Osprey Class Enrichment Activities


Design and make a board game
You might like to introduce an element of chance. This could be as simple as something like snakes and ladders, or maybe a square that tells you to miss a turn. 
You could include having to pick up a chance card when you land on certain squares.  This might tell you to miss a turn, move forward extra spaces, or even go back a few spaces.
If you have a specific interest or passion you may like to theme  your board around it. You could even choose your counters appropriately. If you have some small dinosaur toys these would work brilliantly as counters for a dinosaur themed game. Other small collectible toys would also be the perfect size for this.
Get someone to take a picture of your game and describe how to play it  to your class.
Make something out of wood

Here is what you could include in your woodworking set :

  • A child sized hammer – small hammers are cheap and easy to find at most hardware stores, make sure you get one with a claw so you can use it to remove nails as well as hammer them!
  • Nails – they need to be fairly long and with a large head for beginners
  • A hand drill and drill bits.
  • A clamp or a vice – for holding things together while you attach them, it makes it easier and safer to have things clamped securely in place
  • A ruler and pencil for measuring and marking – a builders tape measure is fun too, but harder for little hands to use to actually measure.
  • Wood glue – an easy way to attach small items and decorations.
  • Sandpaper – of varying weights.
  • Water colour paints and/or markers for decorating constructions.
  • Various loose parts that can be nailed, glued or drilled – plastic bottle caps are easy to drill and then nail on, foam shapes nail or glue easily, beads glue and nail easily.
  • Wood – you’ll need soft wood in a variety of sizes. Many hardware stores will give you pine off cuts free of charge, you can also ask at building sites (just make sure the pine is not treated) or look for services that provide recycled materials for art and craft. If you have fire wood you can also slice up small logs and sticks, and a big old lump of wood or a stump is great, safe, surface for hammering or drilling on to.

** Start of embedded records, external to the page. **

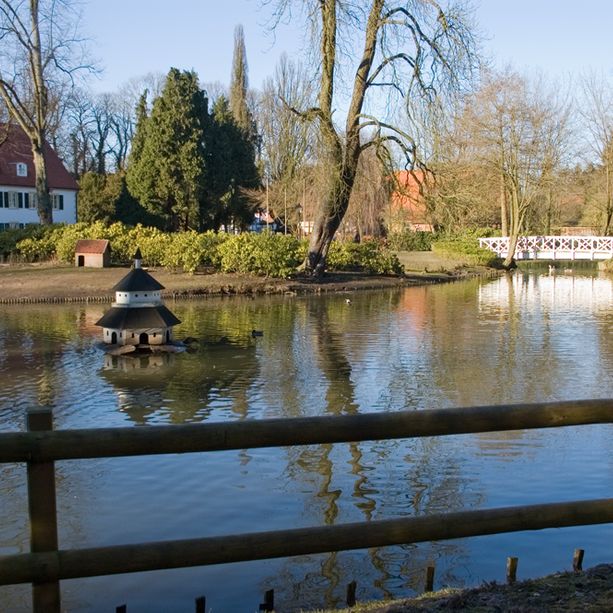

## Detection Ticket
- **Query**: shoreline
[312,564,613,613]
[0,262,500,305]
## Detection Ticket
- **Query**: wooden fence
[0,399,613,613]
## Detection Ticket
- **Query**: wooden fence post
[346,581,358,607]
[425,564,435,592]
[259,590,275,611]
[507,556,518,585]
[196,596,206,613]
[26,408,61,613]
[573,549,585,573]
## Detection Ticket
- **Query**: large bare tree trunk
[305,0,384,276]
[500,173,509,236]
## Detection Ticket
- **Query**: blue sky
[81,0,613,92]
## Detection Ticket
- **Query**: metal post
[27,408,61,613]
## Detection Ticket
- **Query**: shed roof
[0,123,79,191]
[96,304,181,330]
[75,239,111,253]
[113,268,164,292]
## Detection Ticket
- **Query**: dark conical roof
[96,304,181,330]
[113,268,164,292]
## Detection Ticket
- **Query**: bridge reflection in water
[479,236,613,260]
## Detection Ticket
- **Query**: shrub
[218,232,305,277]
[0,224,57,262]
[327,240,404,275]
[387,229,435,251]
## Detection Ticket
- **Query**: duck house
[96,249,181,353]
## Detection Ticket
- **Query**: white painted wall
[0,185,77,225]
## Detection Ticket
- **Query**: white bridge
[479,236,613,260]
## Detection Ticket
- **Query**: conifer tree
[203,96,259,229]
[230,25,254,134]
[126,68,206,230]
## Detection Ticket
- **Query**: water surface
[0,273,613,612]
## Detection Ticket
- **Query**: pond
[0,272,613,612]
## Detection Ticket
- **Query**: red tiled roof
[392,170,428,222]
[75,239,109,253]
[0,124,79,191]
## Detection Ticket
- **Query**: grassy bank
[308,564,613,613]
[0,251,484,304]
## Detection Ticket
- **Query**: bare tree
[266,0,474,276]
[458,69,569,266]
[254,55,314,231]
[0,0,91,224]
[580,73,613,236]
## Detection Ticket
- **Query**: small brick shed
[75,240,111,268]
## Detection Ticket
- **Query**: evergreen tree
[126,68,206,230]
[203,96,260,229]
[230,25,254,135]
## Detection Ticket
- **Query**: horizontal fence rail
[0,399,613,462]
[0,399,613,613]
[0,498,613,585]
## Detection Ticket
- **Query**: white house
[0,124,79,230]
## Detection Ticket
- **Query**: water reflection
[0,273,613,611]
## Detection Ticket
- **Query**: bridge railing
[479,236,613,260]
[0,399,613,613]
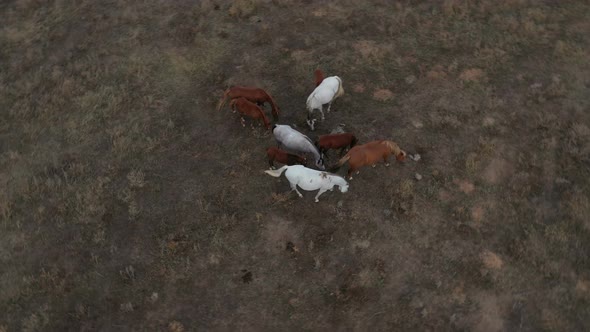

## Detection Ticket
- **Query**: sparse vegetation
[0,0,590,332]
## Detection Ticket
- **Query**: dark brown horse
[229,97,270,129]
[330,140,406,180]
[217,86,279,121]
[266,146,307,167]
[316,133,358,156]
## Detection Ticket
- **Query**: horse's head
[315,158,326,171]
[395,150,407,161]
[297,156,307,165]
[338,181,348,193]
[384,141,407,161]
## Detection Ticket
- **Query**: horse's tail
[259,109,270,130]
[264,165,289,178]
[264,91,279,121]
[336,76,344,97]
[217,89,230,111]
[313,69,324,87]
[350,135,359,148]
[330,153,350,172]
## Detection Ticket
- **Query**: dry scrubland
[0,0,590,332]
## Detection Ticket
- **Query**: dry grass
[0,0,590,331]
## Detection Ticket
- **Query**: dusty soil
[0,0,590,331]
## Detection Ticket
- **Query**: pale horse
[264,165,348,203]
[272,125,326,170]
[306,76,344,130]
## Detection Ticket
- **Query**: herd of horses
[217,69,407,202]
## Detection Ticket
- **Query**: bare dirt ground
[0,0,590,332]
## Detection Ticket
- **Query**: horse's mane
[381,140,401,154]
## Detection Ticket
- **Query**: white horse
[264,165,348,203]
[307,76,344,130]
[272,125,326,170]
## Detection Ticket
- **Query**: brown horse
[330,140,406,180]
[316,133,358,156]
[217,86,279,121]
[266,146,307,167]
[229,97,270,129]
[313,69,325,87]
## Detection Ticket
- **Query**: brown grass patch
[459,68,486,82]
[480,250,504,270]
[373,89,395,101]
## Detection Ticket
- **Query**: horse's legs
[291,183,303,197]
[305,110,314,131]
[315,188,327,203]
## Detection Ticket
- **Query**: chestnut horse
[229,97,270,129]
[316,133,358,157]
[266,146,307,168]
[313,69,324,87]
[331,140,406,180]
[217,86,279,121]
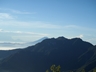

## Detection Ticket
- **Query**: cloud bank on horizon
[0,0,96,49]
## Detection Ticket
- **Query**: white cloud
[0,29,48,36]
[0,13,13,19]
[76,34,84,38]
[0,20,62,29]
[0,8,36,14]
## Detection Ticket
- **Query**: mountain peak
[57,36,67,40]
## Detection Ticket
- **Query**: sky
[0,0,96,49]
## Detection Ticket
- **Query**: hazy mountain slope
[0,37,48,60]
[0,37,93,72]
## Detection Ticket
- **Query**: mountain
[0,37,96,72]
[0,37,48,49]
[0,37,48,60]
[0,49,21,60]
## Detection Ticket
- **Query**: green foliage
[46,65,61,72]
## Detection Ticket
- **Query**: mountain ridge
[0,37,93,72]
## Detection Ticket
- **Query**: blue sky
[0,0,96,47]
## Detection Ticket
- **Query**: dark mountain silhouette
[0,37,96,72]
[0,49,21,60]
[0,37,48,60]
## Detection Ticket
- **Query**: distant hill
[0,37,48,50]
[0,37,48,60]
[0,37,96,72]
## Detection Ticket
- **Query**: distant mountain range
[0,37,47,50]
[0,37,96,72]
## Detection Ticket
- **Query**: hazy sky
[0,0,96,44]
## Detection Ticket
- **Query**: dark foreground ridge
[0,37,96,72]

Plan to add a hack saw once your child is more confident and capable with the basics. 

You’ll also need:

  • A nice flat, solid, surface to work on that is the right height for your child and that can take a bit of pounding and drilling
  • Eye protection for some activities like sanding
  • An adult willing to show how to use the tools safely
Cook outdoors

Campfire Bread Recipe

  • 300g (2 cups) self raising flour
  • 240ml (1 cup) milk (or enough to bind into dough)
  • ½ tsp salt
  • 75g (2 tbsp) butter (optional)
  • 1-2 tsp sugar (optional)
  • flavourings of your choice – herbs, spices, cheese etc (optional)
  • Small satchet of yeast

Make sure you have your camping bread sticks at the ready. Choose long sticks from non-poisonous trees, it’s a good idea to sterilise the top part of the stick in a flame before you had your bread. Freshly cut greenwood with sticks work really well because if the stick is wet it will smoke. Another good idea is to strip your stick of any bark. If your kids are old enough to use a pen knife they’ll love this job to practice their whittling skills!! 

Once your dough is ready divide it into eight balls and take each ball and roll it into a long strip which you wrap round your stick. You’re ready now to get cooking!